# Is This The Way My Day Is Going To Be?



## big rockpile (Feb 24, 2003)

Slep in this morning because of so much pain yesterday and Pain Meds.

I get up and as normal look out in my Back Field.OH NO! There is a nice buck and 6 Does playing in my neighbors field.

I get my clothes on,shut Back door so the Dogs can't get out,slip out Front to my Pickup,get my Rifle.

Slip around the House,looking towards the field,get close still looking towards the field,nothing Then my wife hollers you missed them they went right by you in the grass.There is a trail going across the back of my place in tall Grass,can't be more than 70 yards from where I was.

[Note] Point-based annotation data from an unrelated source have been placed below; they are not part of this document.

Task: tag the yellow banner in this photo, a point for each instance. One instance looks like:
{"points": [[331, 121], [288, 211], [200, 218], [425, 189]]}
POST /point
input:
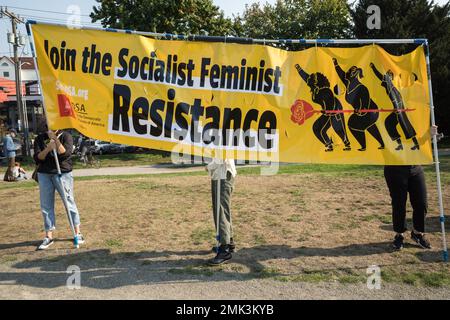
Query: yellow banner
{"points": [[253, 102]]}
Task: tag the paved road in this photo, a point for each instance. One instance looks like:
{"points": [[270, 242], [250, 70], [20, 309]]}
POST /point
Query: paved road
{"points": [[145, 169]]}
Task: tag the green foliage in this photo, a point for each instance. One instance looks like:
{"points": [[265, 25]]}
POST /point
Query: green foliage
{"points": [[295, 19], [171, 16], [415, 19]]}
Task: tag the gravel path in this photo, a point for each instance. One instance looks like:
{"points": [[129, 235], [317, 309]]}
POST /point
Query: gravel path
{"points": [[134, 282]]}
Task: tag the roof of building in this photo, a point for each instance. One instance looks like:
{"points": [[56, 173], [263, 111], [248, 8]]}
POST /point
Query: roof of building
{"points": [[27, 62]]}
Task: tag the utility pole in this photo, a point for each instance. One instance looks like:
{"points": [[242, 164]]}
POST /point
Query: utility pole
{"points": [[17, 40]]}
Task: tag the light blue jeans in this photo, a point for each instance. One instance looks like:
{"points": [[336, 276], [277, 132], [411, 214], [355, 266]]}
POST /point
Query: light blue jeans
{"points": [[48, 183]]}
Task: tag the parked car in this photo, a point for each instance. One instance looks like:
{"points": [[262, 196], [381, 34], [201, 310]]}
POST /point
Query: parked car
{"points": [[124, 148], [103, 147]]}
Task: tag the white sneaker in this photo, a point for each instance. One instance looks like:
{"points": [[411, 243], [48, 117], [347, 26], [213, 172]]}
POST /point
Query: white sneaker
{"points": [[80, 238], [45, 244]]}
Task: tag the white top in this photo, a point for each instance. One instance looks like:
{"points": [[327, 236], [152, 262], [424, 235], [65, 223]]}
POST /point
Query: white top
{"points": [[218, 168]]}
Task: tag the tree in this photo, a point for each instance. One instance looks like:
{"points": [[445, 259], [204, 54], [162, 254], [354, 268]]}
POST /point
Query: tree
{"points": [[170, 16], [295, 19], [415, 19]]}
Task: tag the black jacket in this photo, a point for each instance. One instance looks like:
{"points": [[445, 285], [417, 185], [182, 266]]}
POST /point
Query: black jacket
{"points": [[49, 165]]}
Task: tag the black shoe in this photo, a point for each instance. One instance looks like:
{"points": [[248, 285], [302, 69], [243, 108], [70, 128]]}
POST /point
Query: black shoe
{"points": [[223, 256], [421, 240], [231, 247], [398, 242]]}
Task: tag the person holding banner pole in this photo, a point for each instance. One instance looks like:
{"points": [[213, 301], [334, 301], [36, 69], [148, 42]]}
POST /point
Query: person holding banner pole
{"points": [[222, 173], [52, 154], [401, 181]]}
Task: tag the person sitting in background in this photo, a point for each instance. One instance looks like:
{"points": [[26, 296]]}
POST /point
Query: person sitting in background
{"points": [[9, 149], [19, 173]]}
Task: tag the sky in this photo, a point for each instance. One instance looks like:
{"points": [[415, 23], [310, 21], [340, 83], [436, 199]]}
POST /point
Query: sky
{"points": [[60, 7]]}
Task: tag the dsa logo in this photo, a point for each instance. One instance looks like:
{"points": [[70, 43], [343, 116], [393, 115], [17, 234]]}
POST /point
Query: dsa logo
{"points": [[65, 107]]}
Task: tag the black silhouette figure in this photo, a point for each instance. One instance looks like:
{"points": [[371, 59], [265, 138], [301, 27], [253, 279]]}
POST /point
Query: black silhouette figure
{"points": [[396, 117], [322, 95], [358, 96]]}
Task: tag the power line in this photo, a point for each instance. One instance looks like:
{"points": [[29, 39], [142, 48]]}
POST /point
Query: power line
{"points": [[55, 19], [47, 11]]}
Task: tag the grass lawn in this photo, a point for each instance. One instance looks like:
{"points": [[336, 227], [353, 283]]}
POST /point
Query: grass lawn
{"points": [[309, 223]]}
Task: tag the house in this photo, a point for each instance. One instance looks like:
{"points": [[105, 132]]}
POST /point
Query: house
{"points": [[30, 91]]}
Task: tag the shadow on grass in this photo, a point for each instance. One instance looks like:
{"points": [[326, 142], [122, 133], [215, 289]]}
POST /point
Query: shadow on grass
{"points": [[104, 269], [432, 225]]}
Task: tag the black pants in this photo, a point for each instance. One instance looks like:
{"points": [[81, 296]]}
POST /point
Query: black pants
{"points": [[402, 180]]}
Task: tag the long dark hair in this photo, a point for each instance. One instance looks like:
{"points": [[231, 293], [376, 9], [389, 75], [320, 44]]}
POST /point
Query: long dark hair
{"points": [[317, 81]]}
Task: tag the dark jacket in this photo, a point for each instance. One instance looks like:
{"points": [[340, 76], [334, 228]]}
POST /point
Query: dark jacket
{"points": [[49, 165]]}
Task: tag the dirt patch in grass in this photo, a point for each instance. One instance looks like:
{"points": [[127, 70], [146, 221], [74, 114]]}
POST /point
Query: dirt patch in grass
{"points": [[297, 226]]}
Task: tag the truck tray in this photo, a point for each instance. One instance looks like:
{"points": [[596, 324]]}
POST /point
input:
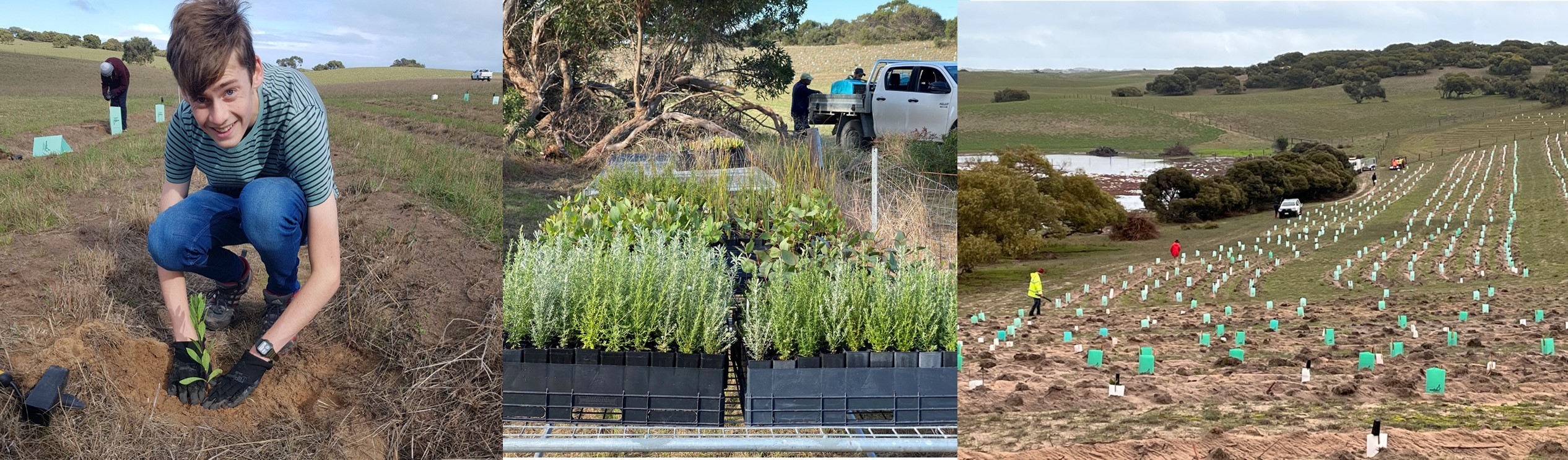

Get back to the House my wife said she could see them clear and I was concentrating on the field,they just went right in front of me she was banging on the window.

Oh well!

big rockpile


----------



## coup (Feb 28, 2007)

you should have got on the roof.......


----------



## gunseller (Feb 20, 2010)

With the week I have had I can relate. Oh well I guess that is why they call it deer hunting not deer shooting. Get one next time.
Steve


----------



## Nimrod (Jun 8, 2010)

Some friends took me snow goose hunting years ago. We set the decoys up in a field and spread out along a barbed wire fence with some grass growing around it. After several hours with no action, I walked up a hill and hid in the brush. As I was sitting up there 3 deer belly crawled down the fence line right past the other hunters. If one of them had got up he could have smacked a deer with the shotgun barrell. They didn't believe me until I showed them the tracks in the mud. Deer are wiley critters.


----------



## Oldcountryboy (Feb 23, 2008)

Now that sounds like my kind of luck!


----------